Simply put, it's a form of coercion by popular opinion. It's an exercise in macroaggression by a minority against a majority and often works somewhat like a pack of hyenas isolating a single animal from the herd, pouncing upon it, and tearing it to pieces. A hapless student, faculty member, businessman, or public figure who has transgressed in word or deed the small-minded orthodoxies of the pack of thought-predators staffing our media outlets and roaming the halls of our universities and government agencies is targeted, isolated, pounced upon, and devoured.
This is the fate which crushed Aaron and Melissa Klein, the owners of a now closed family bakery, who were ordered to pay out $135,000 for refusing to participate in a lesbian wedding. It's the judgment imposed upon a clerk in Kentucky named Kimberly Davis who refused to sign marriage certificates for gays because doing so violated her religious beliefs, and it has damaged the lives of a host of others. These simple folk were publicly humiliated and/or financially ruined in order to punish them for their insolence in standing on the First Amendment and pour encourager les autres
Professors have been denied tenure and students threatened with dismissal from their colleges for voicing opinions which deviate from the "approved" views on race, religion, evolution, or sexuality. Yet, had they been engaged in speech or deeds acceptable to the left, speech that called for the deaths of white police officers, for instance, they'd be feted this week at the Democratic National Convention.
The larger herd stands apart as the unfortunate victim is mauled by the hyenas. The herd's angry, perhaps, but helpless, unable to do much of anything to aid their stricken member but exhaling in relief that it's not them who was chosen to be dinner.
They're helpless because they don't realize that if they would band together, lower their horns, and charge at the hyenas they'd send them scampering for their lives. Likewise, Americans, if they could bestir themselves, could lower their rhetorical and electoral horns and put the media and university thought-police and inquisitors to flight. We can't stand by dumbly, like the herd, waiting for someone else to speak out against the hyenas. We can start by working to elect people to office this November who believe in freedom of speech and individual justice.

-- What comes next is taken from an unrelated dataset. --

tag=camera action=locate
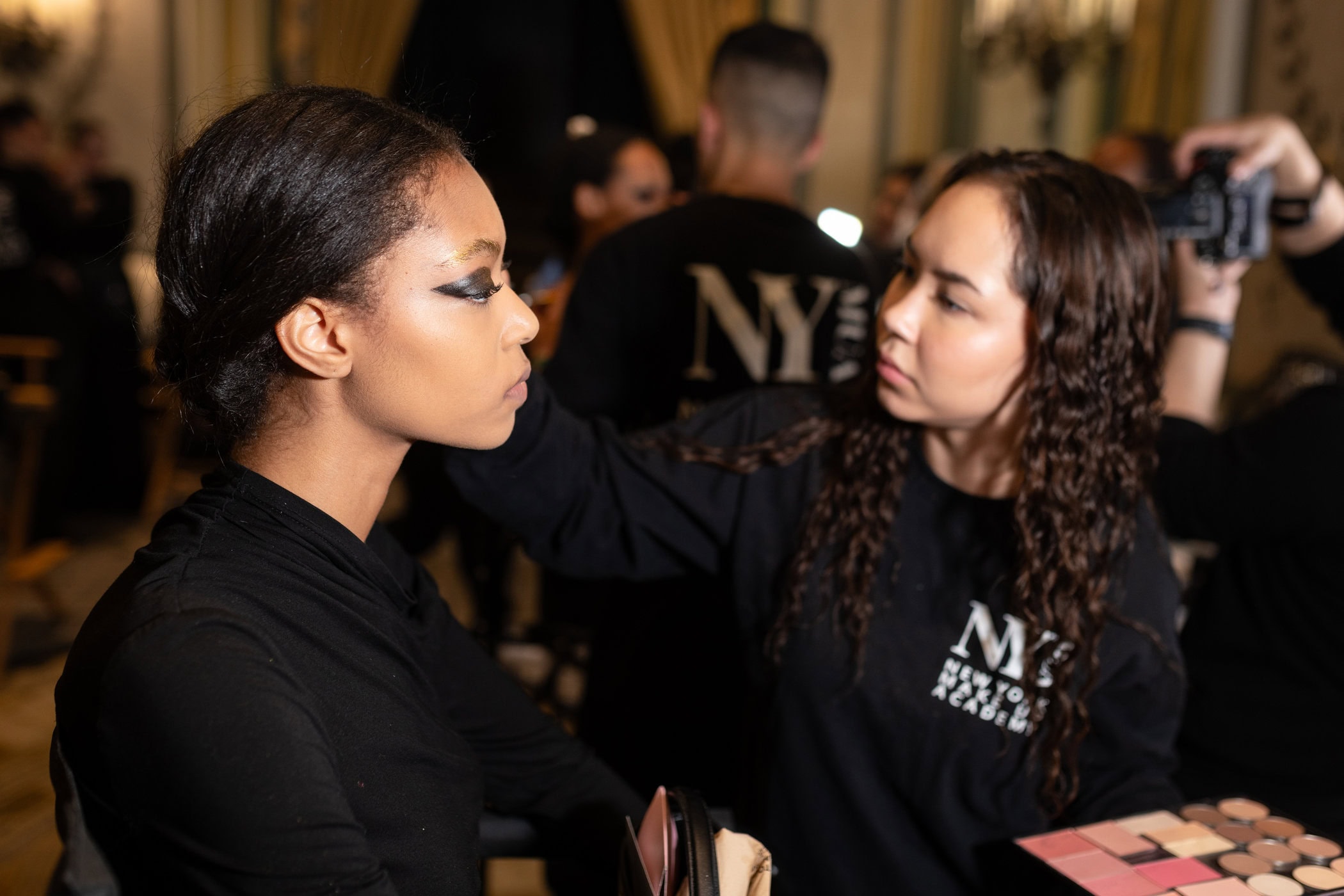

Every American would do well to commit to memory the words of philosopher Bertrand Russell who wrote that,
One should respect public opinion insofar as is necessary to avoid starvation and keep out of prison, but anything that goes beyond this is voluntary submission to an unnecessary tyranny.Indeed, anything that goes beyond this is the herd standing by while it's numbers slowly diminish under the tyranny of ideological predators and bullies.